I’ve done Slim in 6 twice. The first time I quit about halfway through. The second time I kept at it until the end, and then some. Neither time I got very good weight loss. I think I lost 2 pounds the first time and 7 the second. Still, I did gain a lot of endurance and overall strength so it wasn’t a waste of time.
The idea is that you do these workouts progressively through 6 weeks. It is important to be able to fully complete each level comfortably before moving on because each one builds in intensity.
The first is Start It Up! You’re supposed to do this for a week or less. I think I did 2 days both times. It is just the intro to the moves. If you haven’t exercised in a long time, you probably would need a few more days. This is about half an hour workout.
After Start It Up! comes Ramp It Up! Here’s where things pick up. The workout is longer and more intense. She takes the basic moves and adds complexity and reps along with new moves. My arms and legs were burning the first few days. It is recommended about 2 weeks for this level. This is about an hour.
Finally Burn It Up! This is where things get serious. This is the final level. More sets, slightly different moves. 3 weeks is the recommended time for it. This is where the most significant body change is supposed to occur.
Each workout has several phases. There is a countdown clock for each phase as well as an overall countdown clock. First is the warm up. Then comes cardio. Be careful of your knees here. Mine were very sore throughout the program. While it is low impact, there is lots of weight bearing bending such as squats, lunges, and plies. Next is resistance (weight) training. I enjoyed these parts best. Ramp and Burn have a section of floor work to target specific muscles. Finally a cool down and stretching.
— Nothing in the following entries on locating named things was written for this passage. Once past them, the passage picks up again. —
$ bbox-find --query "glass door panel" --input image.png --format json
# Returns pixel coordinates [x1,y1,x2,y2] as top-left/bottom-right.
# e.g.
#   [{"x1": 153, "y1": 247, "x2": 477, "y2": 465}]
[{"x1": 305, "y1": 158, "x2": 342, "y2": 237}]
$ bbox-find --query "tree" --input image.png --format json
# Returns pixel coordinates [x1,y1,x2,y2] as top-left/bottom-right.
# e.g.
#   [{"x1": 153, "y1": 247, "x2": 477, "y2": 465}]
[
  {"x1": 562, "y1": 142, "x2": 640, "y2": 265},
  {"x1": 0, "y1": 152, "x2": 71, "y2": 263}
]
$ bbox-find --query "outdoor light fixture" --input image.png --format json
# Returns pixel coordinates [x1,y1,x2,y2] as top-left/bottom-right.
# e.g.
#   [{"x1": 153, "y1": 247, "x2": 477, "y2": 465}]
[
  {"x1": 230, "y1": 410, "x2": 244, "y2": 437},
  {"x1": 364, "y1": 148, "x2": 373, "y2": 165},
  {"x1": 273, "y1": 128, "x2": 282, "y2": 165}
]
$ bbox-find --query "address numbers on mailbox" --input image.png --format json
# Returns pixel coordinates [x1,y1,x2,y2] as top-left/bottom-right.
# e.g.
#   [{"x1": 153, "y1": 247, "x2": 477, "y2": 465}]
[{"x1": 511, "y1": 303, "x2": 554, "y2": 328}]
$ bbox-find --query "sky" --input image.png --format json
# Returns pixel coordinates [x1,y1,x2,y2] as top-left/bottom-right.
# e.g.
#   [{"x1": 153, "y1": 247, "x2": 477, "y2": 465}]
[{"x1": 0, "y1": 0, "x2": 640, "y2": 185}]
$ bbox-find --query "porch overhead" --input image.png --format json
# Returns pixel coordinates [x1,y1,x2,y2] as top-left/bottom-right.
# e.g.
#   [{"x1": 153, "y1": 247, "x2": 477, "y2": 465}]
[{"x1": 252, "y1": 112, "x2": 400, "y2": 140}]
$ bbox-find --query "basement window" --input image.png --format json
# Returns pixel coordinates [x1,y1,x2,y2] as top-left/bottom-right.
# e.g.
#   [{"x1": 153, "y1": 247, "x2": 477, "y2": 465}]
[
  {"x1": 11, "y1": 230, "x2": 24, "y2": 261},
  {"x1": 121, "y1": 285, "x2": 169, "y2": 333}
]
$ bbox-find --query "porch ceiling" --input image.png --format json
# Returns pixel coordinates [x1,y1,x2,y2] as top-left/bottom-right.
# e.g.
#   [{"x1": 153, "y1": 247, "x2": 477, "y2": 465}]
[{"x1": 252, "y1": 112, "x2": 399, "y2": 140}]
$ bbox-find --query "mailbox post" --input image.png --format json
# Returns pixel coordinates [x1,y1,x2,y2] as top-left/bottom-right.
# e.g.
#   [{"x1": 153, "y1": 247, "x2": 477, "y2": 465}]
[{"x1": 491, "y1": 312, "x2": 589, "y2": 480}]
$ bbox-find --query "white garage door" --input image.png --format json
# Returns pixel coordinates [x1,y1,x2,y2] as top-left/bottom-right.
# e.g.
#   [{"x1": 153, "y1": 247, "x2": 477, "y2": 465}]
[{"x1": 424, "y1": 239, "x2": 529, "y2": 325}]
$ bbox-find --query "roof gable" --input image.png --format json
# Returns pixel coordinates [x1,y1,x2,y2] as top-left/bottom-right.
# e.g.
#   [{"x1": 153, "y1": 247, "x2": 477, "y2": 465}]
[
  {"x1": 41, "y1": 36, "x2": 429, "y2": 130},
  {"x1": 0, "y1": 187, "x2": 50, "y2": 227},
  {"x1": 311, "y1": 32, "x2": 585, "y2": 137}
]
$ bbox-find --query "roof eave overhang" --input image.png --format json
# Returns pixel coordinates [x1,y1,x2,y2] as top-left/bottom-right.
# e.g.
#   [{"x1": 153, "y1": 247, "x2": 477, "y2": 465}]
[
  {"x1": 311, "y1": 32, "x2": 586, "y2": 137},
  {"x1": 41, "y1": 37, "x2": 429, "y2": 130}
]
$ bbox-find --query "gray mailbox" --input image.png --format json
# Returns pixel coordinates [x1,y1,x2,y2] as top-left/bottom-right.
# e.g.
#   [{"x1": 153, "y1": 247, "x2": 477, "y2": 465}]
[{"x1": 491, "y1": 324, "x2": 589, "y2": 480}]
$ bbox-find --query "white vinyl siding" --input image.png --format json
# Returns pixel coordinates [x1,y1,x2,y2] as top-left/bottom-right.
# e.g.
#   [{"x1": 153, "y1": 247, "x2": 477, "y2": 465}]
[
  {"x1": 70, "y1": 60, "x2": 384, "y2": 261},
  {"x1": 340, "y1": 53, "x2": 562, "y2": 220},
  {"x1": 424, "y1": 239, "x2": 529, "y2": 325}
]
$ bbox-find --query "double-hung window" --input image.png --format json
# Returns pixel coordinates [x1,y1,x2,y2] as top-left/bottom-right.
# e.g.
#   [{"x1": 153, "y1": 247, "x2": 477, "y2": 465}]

While the workouts were challenging and satisfying, they were a very repetitive. They were in the classic form of aerobics and targeted muscle training working to fatigue using sets and reps. There’s only 3 workouts. No variety so it gets rather boring doing the same thing day and day again. There is also a short workout and stretch session, but they are more of the same.
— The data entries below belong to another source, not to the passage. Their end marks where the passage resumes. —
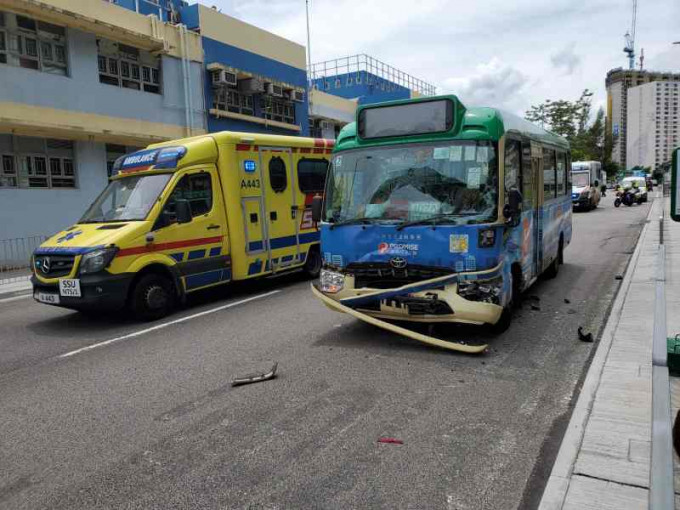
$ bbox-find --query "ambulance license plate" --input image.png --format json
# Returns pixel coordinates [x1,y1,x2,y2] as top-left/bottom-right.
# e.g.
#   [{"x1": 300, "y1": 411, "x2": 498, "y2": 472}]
[
  {"x1": 33, "y1": 292, "x2": 59, "y2": 305},
  {"x1": 59, "y1": 278, "x2": 81, "y2": 297}
]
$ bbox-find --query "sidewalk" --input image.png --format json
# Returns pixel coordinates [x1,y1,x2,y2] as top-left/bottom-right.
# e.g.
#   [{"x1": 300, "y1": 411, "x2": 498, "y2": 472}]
[{"x1": 539, "y1": 192, "x2": 680, "y2": 510}]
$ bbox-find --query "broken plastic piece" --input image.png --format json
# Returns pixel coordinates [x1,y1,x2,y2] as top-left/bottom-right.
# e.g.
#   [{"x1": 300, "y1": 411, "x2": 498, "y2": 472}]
[
  {"x1": 378, "y1": 437, "x2": 404, "y2": 444},
  {"x1": 231, "y1": 362, "x2": 279, "y2": 386},
  {"x1": 578, "y1": 326, "x2": 593, "y2": 343}
]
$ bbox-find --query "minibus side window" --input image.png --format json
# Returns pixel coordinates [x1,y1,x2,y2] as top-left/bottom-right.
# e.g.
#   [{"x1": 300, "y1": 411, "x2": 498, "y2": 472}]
[
  {"x1": 298, "y1": 158, "x2": 328, "y2": 193},
  {"x1": 269, "y1": 156, "x2": 288, "y2": 193},
  {"x1": 163, "y1": 173, "x2": 212, "y2": 223}
]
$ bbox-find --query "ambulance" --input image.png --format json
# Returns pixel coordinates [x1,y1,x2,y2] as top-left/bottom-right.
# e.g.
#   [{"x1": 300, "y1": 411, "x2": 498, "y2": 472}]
[{"x1": 31, "y1": 132, "x2": 334, "y2": 320}]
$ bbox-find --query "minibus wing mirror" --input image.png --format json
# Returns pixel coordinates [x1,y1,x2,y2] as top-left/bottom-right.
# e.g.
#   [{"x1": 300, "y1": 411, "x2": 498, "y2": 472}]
[
  {"x1": 312, "y1": 195, "x2": 323, "y2": 223},
  {"x1": 175, "y1": 199, "x2": 191, "y2": 224}
]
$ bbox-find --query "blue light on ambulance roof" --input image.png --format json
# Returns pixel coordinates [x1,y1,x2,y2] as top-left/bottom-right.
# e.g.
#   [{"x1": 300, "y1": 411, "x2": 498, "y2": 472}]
[
  {"x1": 113, "y1": 147, "x2": 187, "y2": 173},
  {"x1": 154, "y1": 147, "x2": 187, "y2": 168},
  {"x1": 243, "y1": 159, "x2": 257, "y2": 174}
]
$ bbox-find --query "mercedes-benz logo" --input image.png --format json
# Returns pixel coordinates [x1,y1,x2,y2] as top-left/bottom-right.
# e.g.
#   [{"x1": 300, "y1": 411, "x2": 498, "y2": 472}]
[
  {"x1": 390, "y1": 257, "x2": 406, "y2": 269},
  {"x1": 38, "y1": 257, "x2": 52, "y2": 274}
]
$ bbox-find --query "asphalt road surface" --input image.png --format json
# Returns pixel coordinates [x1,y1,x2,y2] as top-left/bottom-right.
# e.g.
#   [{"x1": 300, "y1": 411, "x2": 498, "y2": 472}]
[{"x1": 0, "y1": 195, "x2": 649, "y2": 510}]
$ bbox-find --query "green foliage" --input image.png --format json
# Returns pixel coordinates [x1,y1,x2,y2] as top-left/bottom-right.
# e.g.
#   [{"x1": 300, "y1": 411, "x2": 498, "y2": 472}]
[{"x1": 525, "y1": 89, "x2": 617, "y2": 166}]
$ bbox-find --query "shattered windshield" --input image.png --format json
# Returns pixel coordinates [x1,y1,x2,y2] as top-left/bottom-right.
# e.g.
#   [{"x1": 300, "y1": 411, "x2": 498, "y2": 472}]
[{"x1": 324, "y1": 140, "x2": 498, "y2": 224}]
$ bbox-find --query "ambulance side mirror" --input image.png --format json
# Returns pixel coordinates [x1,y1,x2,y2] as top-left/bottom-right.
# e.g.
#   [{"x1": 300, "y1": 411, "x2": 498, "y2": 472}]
[
  {"x1": 312, "y1": 195, "x2": 323, "y2": 223},
  {"x1": 175, "y1": 199, "x2": 191, "y2": 224}
]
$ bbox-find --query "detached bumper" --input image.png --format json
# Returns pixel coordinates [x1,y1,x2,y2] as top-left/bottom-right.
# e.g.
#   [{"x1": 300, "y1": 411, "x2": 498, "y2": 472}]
[
  {"x1": 315, "y1": 270, "x2": 503, "y2": 325},
  {"x1": 31, "y1": 271, "x2": 134, "y2": 310}
]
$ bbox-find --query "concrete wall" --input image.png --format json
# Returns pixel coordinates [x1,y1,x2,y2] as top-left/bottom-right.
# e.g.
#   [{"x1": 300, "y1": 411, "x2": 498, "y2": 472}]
[
  {"x1": 626, "y1": 83, "x2": 657, "y2": 168},
  {"x1": 203, "y1": 37, "x2": 309, "y2": 136},
  {"x1": 0, "y1": 142, "x2": 107, "y2": 240},
  {"x1": 314, "y1": 71, "x2": 411, "y2": 104},
  {"x1": 0, "y1": 29, "x2": 206, "y2": 129}
]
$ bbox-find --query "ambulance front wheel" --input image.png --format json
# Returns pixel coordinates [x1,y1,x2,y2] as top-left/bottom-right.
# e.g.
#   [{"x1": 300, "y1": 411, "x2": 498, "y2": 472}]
[
  {"x1": 304, "y1": 248, "x2": 321, "y2": 278},
  {"x1": 130, "y1": 274, "x2": 175, "y2": 321}
]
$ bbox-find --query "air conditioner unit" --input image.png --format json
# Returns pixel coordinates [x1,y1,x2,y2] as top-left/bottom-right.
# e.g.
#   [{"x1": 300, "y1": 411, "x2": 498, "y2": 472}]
[
  {"x1": 287, "y1": 90, "x2": 305, "y2": 103},
  {"x1": 266, "y1": 83, "x2": 283, "y2": 97},
  {"x1": 238, "y1": 78, "x2": 264, "y2": 94},
  {"x1": 210, "y1": 69, "x2": 238, "y2": 86}
]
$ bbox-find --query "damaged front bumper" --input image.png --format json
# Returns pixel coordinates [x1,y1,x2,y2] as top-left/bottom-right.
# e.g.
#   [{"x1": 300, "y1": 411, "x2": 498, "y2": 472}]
[{"x1": 317, "y1": 264, "x2": 504, "y2": 325}]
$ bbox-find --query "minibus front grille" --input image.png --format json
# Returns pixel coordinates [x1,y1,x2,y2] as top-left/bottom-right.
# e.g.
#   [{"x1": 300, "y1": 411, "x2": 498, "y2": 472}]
[
  {"x1": 35, "y1": 255, "x2": 75, "y2": 278},
  {"x1": 346, "y1": 262, "x2": 453, "y2": 289}
]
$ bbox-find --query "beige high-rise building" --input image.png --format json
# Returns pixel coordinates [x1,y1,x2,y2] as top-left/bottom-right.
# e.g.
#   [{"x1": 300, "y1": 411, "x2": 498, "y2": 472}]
[
  {"x1": 605, "y1": 68, "x2": 680, "y2": 169},
  {"x1": 626, "y1": 80, "x2": 680, "y2": 170}
]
The music is annoying. The DVD has the option to turn it off. You can still hear the woman leading and cuing though so you won’t get off if you use your own music. I usually did that and listened to Enya instead. There’s also a few places where her counts are off which can be a bit confusing.
I really liked how she takes the time to explain and demonstrate good form rather than assuming you know or will pick it up as you go. She also points out and demonstrates common wrong form which is also helpful.
Overall, this was a good beginner exercise video series. If you’re unfamiliar with basic exercises, this is good. I wouldn’t get high hopes or expectations for dramatic weight loss though. If you like strict form and repetition but aren’t ready for more intense programs like Power90, this would be good. If you like variety, forget it. You probably will quit. Get something like Turbo Jam instead.